Kahvemi aldım geldim, biraz sohbet etmek istedim burada. Bu ay çok şey oldu, hangi birinden bahsetsem bilemiyorum. Kısaca anlatacağım, bu hızın içinden en azından yazarak bir nebze sıyrılırım belki.
Daha önce birkaç yazımda belirttiğim gibi askerlik nedeni ile çalıştığım kurumdan istifa ettim. Kasım ayında askere gideceğim için tüm planlarımı buna göre yapmıştım. Uzun vadeli planlar yapmamak gerek, bir kez daha anladım. Kasım'a kadar dinlenirim, tatil yaparım sonra tası tarağı toplayıp İstanbul'dan memlekete döneriz diye düşünüyordum. İş hayatına bir sene ara vermek iyi gelecekti bana. Son dönemi epey stresli bir şekilde geçirmiştim.

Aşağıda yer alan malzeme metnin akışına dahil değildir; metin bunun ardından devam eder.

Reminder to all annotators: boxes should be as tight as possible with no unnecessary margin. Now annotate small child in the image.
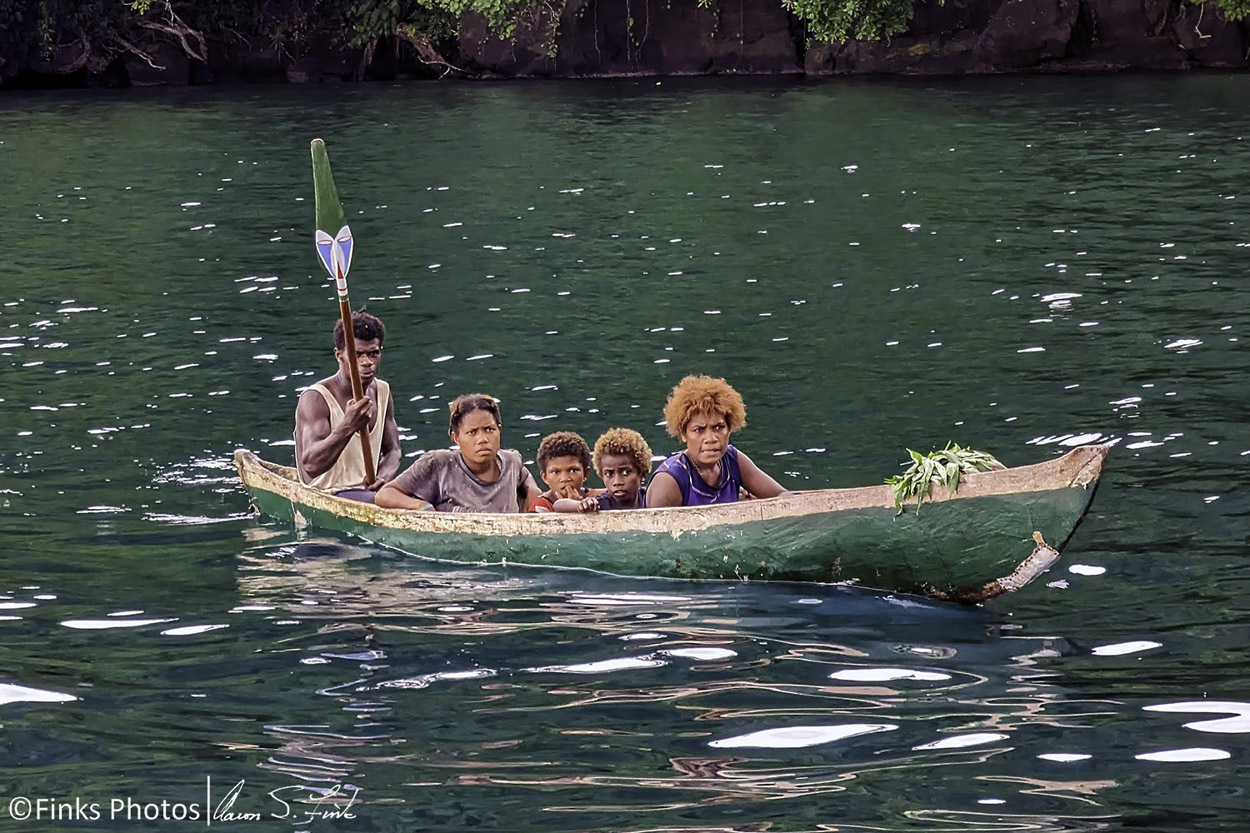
[531,431,600,512]
[554,428,652,512]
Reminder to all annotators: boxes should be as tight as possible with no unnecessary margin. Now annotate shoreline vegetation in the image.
[2,0,1247,89]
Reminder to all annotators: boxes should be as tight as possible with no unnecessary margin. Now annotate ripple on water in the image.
[661,647,736,661]
[160,624,230,637]
[373,669,497,690]
[1037,753,1093,763]
[1144,701,1250,734]
[0,682,77,706]
[532,656,667,674]
[710,724,898,749]
[1090,640,1163,656]
[61,618,175,630]
[1136,747,1231,763]
[828,667,952,682]
[913,732,1010,751]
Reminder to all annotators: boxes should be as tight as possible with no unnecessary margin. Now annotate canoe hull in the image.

Bu ay bedelli askerlik mevzuları netleşince ve benim de yaşım tutunca yararlanmaya karar verdim. Fakat iş bulmak için geç kalmıştım. Ne yapsam ne etsem diye düşünürken birkaç yere başvuru yapayım dedim. Bir okulla görüştük ve kabul aldım. Her şey bir hafta içerisinde oldu. Ben İstanbul'dan gitme planları yaparken yine kaldık buralarda. Üstelik taşınmamız gerekiyor. Bir ay içerisinde okulun olduğu bölgeye temelli taşınacağız. Değişimlere kolay ayak uydurabilen bir yapım yok, epey direniyorum değişimler karşısında. Adapte olmam çok uzun sürüyor. Üç senedir oturduğumuz bu sakin muhitten, etraftan ve evimizden ayrılmak bana zor gelecek. Hatta şimdiden içim buruk. İki hafta sonra da çalışmaya başlayacağım. Hala ne olup bittiğini anlayabilmiş değilim.
Yaz ayları benim için tam bir eziyet şeklinde geçiyor, sıcağı hiç ama hiç sevmiyorum. Okulları kapattığımızdan beri tek bir kitap bile okumadım. Günlerim boş boş, yersiz tedirginlikler ve evin içerisinde geçiyor. Yeni okul ve yeni öğrenciler fikri beni biraz heyecanlandırsa da, sanırım giderek eski heyecanımı kaybediyorum. Hayat öylesine anlamsız ki, tesadüfi olan ya da olmayan tüm şeyler üzerinde en ufak bir sevinç bile duyamaz hala geliyorum. Şöyle başkaca bir yerde inzivaya çekilmek en güzel şey olabilirdi lakin çalışmak durumundayım. Zihnim sistem dışı işlese de üzücü bir şekilde sistemin içindeyim.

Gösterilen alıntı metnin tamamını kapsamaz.